Received 24 September 2013; Accepted 6 December 2013; Published 16 January 2014

Academic Editor: Chung-Hao Chen

Copyright © 2014 Yu Shi et al. This is an open access article distributed under the Creative Commons Attribution License, which permits unrestricted use, distribution, and reproduction in any medium, provided the original work is properly cited.

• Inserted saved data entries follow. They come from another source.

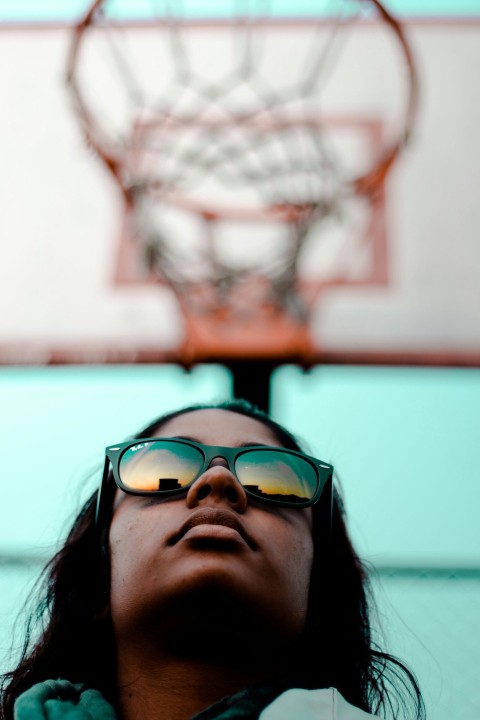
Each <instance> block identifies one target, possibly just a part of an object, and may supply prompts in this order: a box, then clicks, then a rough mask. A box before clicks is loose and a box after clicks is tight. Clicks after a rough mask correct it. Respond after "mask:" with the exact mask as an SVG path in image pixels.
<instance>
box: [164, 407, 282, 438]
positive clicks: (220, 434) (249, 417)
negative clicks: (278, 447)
mask: <svg viewBox="0 0 480 720" xmlns="http://www.w3.org/2000/svg"><path fill="white" fill-rule="evenodd" d="M155 435H156V436H158V437H178V436H180V437H187V438H190V439H191V440H196V441H198V442H201V443H203V444H205V445H222V446H224V447H236V446H238V445H245V444H254V443H261V444H264V445H278V446H281V443H280V442H279V440H278V439H277V438H276V436H275V434H274V433H273V431H272V430H270V428H269V427H267V426H266V425H264V424H263V423H262V422H260V421H259V420H255V419H254V418H251V417H248V416H246V415H240V414H239V413H235V412H231V411H229V410H214V409H208V410H195V411H193V412H188V413H184V414H183V415H178V416H177V417H175V418H173V419H172V420H168V421H167V422H166V423H164V424H163V425H161V427H160V428H159V429H158V430H157V431H156V432H155Z"/></svg>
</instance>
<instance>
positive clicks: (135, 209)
mask: <svg viewBox="0 0 480 720" xmlns="http://www.w3.org/2000/svg"><path fill="white" fill-rule="evenodd" d="M276 5H277V3H276V2H275V0H271V1H270V2H269V1H268V0H263V1H262V0H257V1H256V2H251V3H239V2H233V0H232V2H230V3H228V2H221V1H220V0H219V2H218V3H215V2H212V3H210V6H209V7H211V9H212V10H215V11H216V12H217V13H218V14H217V16H216V18H215V21H212V20H210V21H208V20H207V19H205V17H203V18H202V17H199V16H198V15H197V16H196V15H195V7H196V6H195V3H188V2H185V3H183V2H173V0H156V1H153V0H152V2H151V3H150V5H149V7H150V8H151V13H150V14H149V15H148V17H143V18H141V19H139V18H136V20H135V21H133V20H132V19H131V18H130V19H129V18H128V17H125V14H124V12H123V3H122V1H121V0H117V1H116V2H107V0H95V2H94V3H93V4H92V5H91V7H90V8H89V10H88V12H87V13H86V14H85V16H84V18H83V19H82V20H81V21H80V22H79V23H78V24H77V25H76V27H75V28H74V33H73V39H72V43H71V47H70V53H69V59H68V71H67V81H68V87H69V89H70V92H71V95H72V98H73V101H74V105H75V111H76V114H77V117H78V119H79V122H80V125H81V127H82V130H83V133H84V136H85V138H86V141H87V142H88V144H89V146H90V147H92V148H93V149H94V151H95V152H96V154H97V155H98V156H99V158H100V159H101V160H102V161H103V163H104V164H105V166H106V167H107V168H108V170H109V171H110V173H111V174H112V176H113V178H114V180H115V182H116V183H117V184H118V185H119V187H120V188H121V191H122V194H123V198H124V201H125V208H126V213H127V233H128V234H129V236H130V237H131V238H133V242H135V243H136V244H137V245H138V246H139V247H141V248H142V254H143V257H144V262H145V266H146V268H148V271H149V272H150V274H151V275H153V276H154V277H155V278H156V279H157V280H158V281H160V282H162V283H165V284H167V285H169V286H170V287H171V288H172V289H173V291H174V292H175V295H176V297H177V299H178V301H179V304H180V307H181V308H182V311H183V314H184V317H185V320H186V338H187V340H186V342H185V346H184V348H183V349H182V351H181V353H180V354H181V356H182V357H183V358H184V359H185V361H186V362H187V361H188V362H190V361H193V360H194V359H197V360H198V359H203V358H211V357H219V356H225V355H226V354H227V355H228V354H230V355H231V356H235V357H239V356H242V355H248V356H249V355H255V356H258V355H259V356H269V357H272V356H275V357H282V358H285V357H287V356H292V357H296V356H299V357H302V358H306V357H307V356H308V353H309V348H310V340H309V336H308V316H309V312H310V309H311V307H312V304H313V302H314V300H315V298H316V296H317V295H318V293H319V292H320V289H321V284H319V283H317V284H316V283H312V282H310V283H308V282H302V281H301V280H299V267H300V264H301V262H302V261H303V262H305V260H304V255H305V249H306V248H307V247H308V245H309V243H311V242H312V237H313V238H314V240H315V242H317V241H318V240H317V238H318V237H319V233H320V234H321V229H322V226H323V225H324V224H325V223H326V222H328V221H330V220H331V219H332V218H338V217H340V216H341V215H342V212H344V209H345V207H346V206H347V205H348V204H349V203H351V202H357V203H361V204H362V205H363V207H371V206H372V204H374V203H375V201H376V198H377V197H378V196H379V195H380V194H381V193H382V191H383V186H384V183H385V179H386V177H387V175H388V173H389V171H390V169H391V167H392V165H393V163H394V162H395V160H396V158H397V157H398V155H399V153H400V151H401V149H402V148H403V146H404V144H405V142H406V141H407V139H408V137H409V134H410V131H411V129H412V126H413V121H414V116H415V110H416V101H417V82H416V73H415V67H414V64H413V60H412V53H411V50H410V47H409V45H408V42H407V40H406V37H405V34H404V32H403V29H402V27H401V25H400V24H399V23H398V21H397V20H396V19H395V18H393V17H392V16H391V15H390V13H389V12H388V11H387V10H386V9H385V8H384V7H383V6H382V5H381V3H380V2H378V1H377V0H337V1H336V2H325V3H323V6H322V3H321V2H316V3H313V2H312V7H311V10H312V12H311V14H310V13H309V14H308V17H307V16H305V17H304V18H302V19H301V20H299V19H298V18H291V17H286V16H285V14H284V15H283V16H282V15H279V14H277V13H276ZM319 5H320V6H322V9H321V10H318V6H319ZM227 6H228V8H230V9H231V8H234V10H232V11H231V12H228V13H227V9H228V8H227ZM235 10H239V12H235ZM371 21H377V22H378V23H379V24H380V25H381V27H382V28H384V29H385V30H386V31H387V32H386V33H385V35H386V38H387V40H388V41H389V42H390V44H391V45H392V47H393V48H394V50H393V54H394V55H395V53H396V61H397V65H398V68H399V73H400V76H401V83H402V84H403V95H402V99H401V102H400V103H399V104H398V106H397V107H396V108H395V110H394V112H393V113H392V116H393V119H392V122H391V123H390V126H389V127H388V129H387V130H388V131H385V133H384V134H385V137H383V138H382V140H381V143H380V147H379V148H377V151H376V152H375V154H374V157H369V158H367V162H365V161H363V166H362V163H361V162H359V164H358V167H350V166H349V162H348V158H347V160H345V158H342V157H340V154H339V152H338V147H337V143H336V140H335V132H337V133H338V132H340V134H341V132H342V131H343V132H345V127H346V126H345V123H344V124H343V125H342V122H344V120H343V119H342V117H337V118H335V116H334V114H333V113H332V111H331V110H329V111H326V112H325V111H324V107H323V103H324V98H325V97H326V95H327V94H328V93H327V92H326V86H327V85H328V84H329V82H330V74H331V72H332V70H331V68H332V65H335V63H336V62H337V59H338V58H337V56H336V53H337V52H338V50H339V48H340V46H341V45H342V43H343V44H345V43H346V41H347V39H348V37H349V36H350V35H351V34H352V32H353V31H354V29H355V27H356V24H357V23H366V22H371ZM296 23H299V26H300V25H301V26H302V28H308V34H309V40H310V42H309V44H308V47H303V45H304V44H305V43H303V42H301V43H300V45H299V43H298V42H297V40H295V43H296V44H295V47H296V48H298V49H299V53H298V54H299V55H301V57H296V56H295V57H293V53H292V58H291V61H290V59H288V61H287V62H285V58H284V57H281V53H280V55H277V56H275V53H274V52H273V51H272V47H273V48H275V52H277V53H278V49H280V50H281V48H282V47H285V45H284V44H283V43H282V41H281V37H282V36H283V35H284V34H285V31H286V29H287V31H288V28H293V29H294V28H295V26H296ZM207 27H208V28H210V29H212V28H213V30H214V32H212V38H213V39H212V40H211V42H209V41H208V40H207V34H206V32H205V29H206V28H207ZM302 32H304V31H303V30H302ZM305 32H306V31H305ZM282 33H283V35H282ZM293 35H294V32H293V31H292V36H293ZM137 36H138V37H137ZM304 36H305V33H304V34H303V35H302V38H303V39H304ZM271 37H273V41H272V42H271V43H270V40H271ZM138 38H141V40H139V39H138ZM154 38H155V39H154ZM279 38H280V39H279ZM387 40H386V41H387ZM217 46H218V47H217ZM300 46H302V47H300ZM100 47H101V48H102V49H103V50H104V51H105V55H102V58H103V57H108V60H107V61H106V64H105V66H103V65H102V66H101V69H99V68H100V62H99V58H100V56H101V53H100V51H99V48H100ZM160 48H161V49H160ZM300 50H302V52H300ZM153 52H155V53H156V55H155V56H154V55H153V54H150V53H153ZM227 55H228V56H229V58H228V59H229V60H230V64H229V66H228V67H227V68H226V69H224V68H223V64H224V62H225V64H226V65H227V64H228V63H227ZM334 55H335V57H334ZM219 59H220V60H221V61H220V62H219ZM333 61H335V62H333ZM102 62H103V60H102ZM377 62H378V59H377ZM294 65H295V67H293V66H294ZM107 66H108V69H107ZM219 66H220V69H219ZM280 66H281V68H280V71H279V67H280ZM114 76H115V77H116V81H114ZM96 81H98V85H96ZM115 82H116V83H117V85H118V88H117V89H116V90H115V87H117V86H116V85H115ZM332 82H333V81H331V82H330V86H331V85H332ZM330 94H332V93H330ZM104 95H105V96H106V102H105V103H104V106H103V107H102V102H101V101H102V99H105V98H102V96H104ZM333 95H335V92H333ZM120 96H121V97H120ZM114 100H115V101H116V102H117V107H118V111H115V112H113V113H112V114H113V116H114V117H113V122H111V123H110V124H109V121H108V118H107V116H108V114H109V110H110V109H111V107H113V106H114ZM109 106H111V107H109ZM122 118H123V126H121V123H119V122H118V121H119V120H120V119H122ZM332 129H333V130H332ZM347 129H348V128H347ZM383 130H385V128H383ZM360 154H361V153H360ZM232 228H235V229H236V230H235V232H236V233H237V235H236V236H235V232H234V233H233V236H232ZM239 228H241V229H240V230H239ZM302 258H303V260H302Z"/></svg>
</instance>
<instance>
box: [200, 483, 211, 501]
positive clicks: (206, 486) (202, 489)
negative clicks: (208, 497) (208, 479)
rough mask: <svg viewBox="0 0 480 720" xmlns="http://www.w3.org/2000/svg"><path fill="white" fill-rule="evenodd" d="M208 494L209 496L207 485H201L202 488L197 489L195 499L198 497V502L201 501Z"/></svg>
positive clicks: (207, 486)
mask: <svg viewBox="0 0 480 720" xmlns="http://www.w3.org/2000/svg"><path fill="white" fill-rule="evenodd" d="M209 494H210V486H209V485H203V486H202V487H201V488H200V489H199V491H198V493H197V497H198V499H199V500H203V498H206V497H207V495H209Z"/></svg>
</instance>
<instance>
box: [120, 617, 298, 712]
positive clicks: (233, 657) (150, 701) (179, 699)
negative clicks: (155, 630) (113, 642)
mask: <svg viewBox="0 0 480 720" xmlns="http://www.w3.org/2000/svg"><path fill="white" fill-rule="evenodd" d="M200 627H201V628H202V630H201V631H199V630H198V628H199V625H198V624H194V625H191V626H189V627H188V628H187V629H183V630H182V631H179V628H178V627H177V628H176V629H175V623H173V628H172V626H170V631H169V632H168V633H165V632H160V633H156V632H155V631H154V630H153V632H152V626H150V627H149V629H148V632H143V633H142V632H137V633H135V635H134V637H132V635H127V636H126V637H124V638H123V639H122V638H118V637H117V703H116V704H117V709H118V712H119V717H120V718H121V719H122V720H138V718H139V717H141V718H142V720H159V719H160V718H161V720H188V719H189V718H192V717H193V716H195V715H196V714H197V713H199V712H200V711H201V710H204V709H205V708H207V707H209V706H210V705H212V704H214V703H215V702H218V701H219V700H221V699H222V698H223V697H225V696H228V695H233V694H234V693H236V692H238V691H240V690H241V689H242V688H245V687H247V686H249V685H253V684H255V683H262V682H269V681H270V682H272V679H273V678H274V677H275V676H278V673H279V670H280V667H279V658H282V657H283V658H285V657H288V656H289V653H288V650H287V649H286V648H285V647H279V646H278V644H277V643H275V642H272V638H271V637H267V636H265V637H262V635H261V632H260V631H259V627H258V625H257V626H255V627H253V628H248V629H247V628H246V626H245V625H243V626H242V627H241V628H239V629H238V630H239V632H238V633H236V632H235V631H232V627H230V628H229V629H228V630H227V628H219V627H215V628H212V627H209V626H208V625H207V626H205V625H203V626H200ZM172 629H173V632H171V630H172ZM137 630H138V628H137ZM175 630H176V631H175ZM282 669H285V668H282Z"/></svg>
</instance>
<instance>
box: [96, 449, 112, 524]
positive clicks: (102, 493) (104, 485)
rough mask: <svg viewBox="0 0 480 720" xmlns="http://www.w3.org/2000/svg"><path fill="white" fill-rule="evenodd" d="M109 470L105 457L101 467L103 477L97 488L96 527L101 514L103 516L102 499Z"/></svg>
mask: <svg viewBox="0 0 480 720" xmlns="http://www.w3.org/2000/svg"><path fill="white" fill-rule="evenodd" d="M109 469H110V460H109V459H108V458H107V457H106V458H105V464H104V466H103V476H102V482H101V485H100V487H99V488H98V494H97V508H96V511H95V523H96V525H97V526H99V525H100V522H101V519H102V514H103V512H102V511H103V504H104V503H103V502H102V501H103V499H104V496H105V490H106V486H107V478H108V471H109Z"/></svg>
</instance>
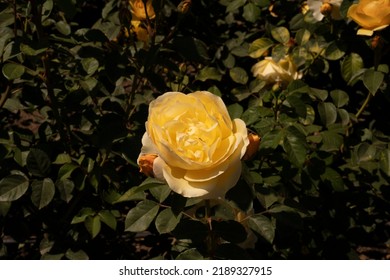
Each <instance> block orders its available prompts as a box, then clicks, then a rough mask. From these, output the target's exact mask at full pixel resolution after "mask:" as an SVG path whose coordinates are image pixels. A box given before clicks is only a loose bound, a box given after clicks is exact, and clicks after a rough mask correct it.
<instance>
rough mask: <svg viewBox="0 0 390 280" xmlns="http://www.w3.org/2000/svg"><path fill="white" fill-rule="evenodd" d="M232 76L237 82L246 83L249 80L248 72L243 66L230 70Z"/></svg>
mask: <svg viewBox="0 0 390 280" xmlns="http://www.w3.org/2000/svg"><path fill="white" fill-rule="evenodd" d="M229 74H230V77H231V78H232V80H233V81H234V82H236V83H239V84H243V85H245V84H246V83H247V82H248V74H247V73H246V71H245V70H244V69H243V68H241V67H234V68H232V69H230V71H229Z"/></svg>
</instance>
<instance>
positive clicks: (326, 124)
mask: <svg viewBox="0 0 390 280" xmlns="http://www.w3.org/2000/svg"><path fill="white" fill-rule="evenodd" d="M318 113H319V114H320V118H321V121H322V122H323V124H325V125H326V126H329V125H331V124H334V123H335V122H336V119H337V109H336V106H334V104H333V103H330V102H321V103H319V104H318Z"/></svg>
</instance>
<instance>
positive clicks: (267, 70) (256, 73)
mask: <svg viewBox="0 0 390 280" xmlns="http://www.w3.org/2000/svg"><path fill="white" fill-rule="evenodd" d="M252 73H253V76H255V77H256V78H258V79H260V80H264V81H266V82H267V83H269V84H274V83H278V82H279V83H289V82H291V81H292V80H296V79H299V78H300V77H301V76H302V75H301V74H300V73H299V72H298V70H297V67H296V65H295V64H294V62H293V61H292V59H291V57H290V56H286V57H284V58H282V59H280V60H279V61H278V62H276V61H275V60H273V58H272V57H270V56H269V57H265V58H264V59H263V60H261V61H259V62H257V63H256V64H255V65H253V67H252Z"/></svg>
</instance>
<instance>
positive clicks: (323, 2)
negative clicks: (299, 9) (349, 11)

Poissonian image deconvolution is a key issue in various applications, such as astronomical imaging, medical imaging, and electronic microscope imaging. A large amount of literature on this subject is analysis-based methods. These methods assign various forward measurements of the image. Meanwhile, synthesis-based methods are another well-known class of methods. These methods seek a reconstruction of the image. In this paper, we propose an approach that combines analysis with synthesis methods. The method is proposed to address Poissonian image deconvolution problem by minimizing the energy functional, which is composed of a sparse representation prior over a learned dictionary, the data fidelity term, and framelet based analysis prior constraint as the regularization term. The minimization problem can be efficiently solved by the split Bregman technique. Experiments demonstrate that our approach achieves better results than many state-of-the-art methods, in terms of both restoration accuracy and visual perception.